You can’t get in trouble for leaving work early if you disable the security cameras and crawl out the air-conditioning duct.
30 seconds staring confused at the calculator app before realizing why my phone wasn’t calling the number I dialed.
If a Zombie Apocalypse happened today they’d all starve to death.
Emails are always signed like, “thanks” or, “best regards”
I’m going to sign mine, “you’ll live to regret this”
*holding a toilet plunger at 7am* Oh I don’t know. How do you THINK today is going?
Skrillex! It’s your cousin Marvin. Marvin Skrillex! Know that sound you’ve been looking for? I think I found it! *holds phone up to blender*
Women don’t consider it chivalrous when you open bathroom stall doors for them.
First Date
Him: I love a girl who’s professional but likes to have fun.
Me: *excitedly pulls my brief case full of beanie babies from under the table*
If anyone asks I got this cardigan from a vending machine
My theory is that the captain of the Titanic crashed on purpose because the band kept playing songs off their new album
Me: The older I get, the less I care who sees me naked.
Post office employee: Thank you for at least wearing the mask.
Now that I think about it, I don’t believe Arnold Schwarzenegger and Danny Devito were twins at all
90% of parenting is asking, “Did you _?” when you know damned well that they didn’t.
I wish more things required an email from the WGA before we accepted them as true. Like, “Sorry but, until we hear otherwise from the WGA, it’s still the weekend. We don’t even know for sure Mondays are real.”

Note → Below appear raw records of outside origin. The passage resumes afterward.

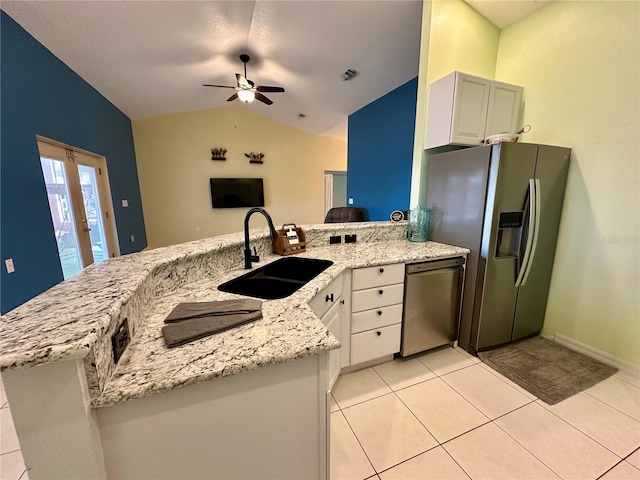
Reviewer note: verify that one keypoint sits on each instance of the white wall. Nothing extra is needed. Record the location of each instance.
(174, 165)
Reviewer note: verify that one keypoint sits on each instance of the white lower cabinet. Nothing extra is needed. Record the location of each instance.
(333, 321)
(329, 306)
(376, 312)
(375, 343)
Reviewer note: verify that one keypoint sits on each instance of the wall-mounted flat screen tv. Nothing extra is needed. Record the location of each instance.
(236, 192)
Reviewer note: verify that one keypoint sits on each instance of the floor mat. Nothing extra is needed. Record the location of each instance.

The scary thing about helping my kid with her sixth grade homework is that even though it was a long time ago I don’t remember being as bad as I am now at sixth grade.
THERAPIST: You need to find yourself
WALDO: ah crap
1920’s: Women were fighting for equality and the poor were suffering while the rich prospered at their expense.
2020’s: Women are fighting for equality and the poor are suffering while the rich prosper at their expense but we have the Internet now.
My mom would complain about no cabinet space but also kept an entire set of “Nice” dishes in case the President stopped by or something.
Sick of people calling me “The Jigsaw Killer.” Sure, I kill people. I also like jigsaw puzzles. But those two things don’t define me
TITANIC: GOING DOWN!
LOBSTER: MAKE A RUN FOR IT! WE’RE FREE!
the metric system will never catch on here because too many Americans are into feet
Hey I noticed you’re completely uninterested in me and couldn’t care whether I live or die would you like to build a life together?
I dig, you dig, we dig, he dig, she dig, they dig…. Its not a beautiful poem, but its very deep.
Anyone can recommend a good Hobbit movie?
I try to often think “human meat is gristly” in case hungry aliens are reading my thoughts
scared to check what name she chose
Unfortunately Katy Perry, I couldn’t fit in the skin tight jeans so instead of a teenage dream my husband gets Blair Witch.
I hate horror movies where everything goes back to normal at the end. You just had a demon inside you, but yeah, let’s go for pancakes.
“Actually, you couldn’t get a dinosaur to do that, and a sundial wristwatch would be extremely impractical.” – me in the Flintstones writers room about to get fired.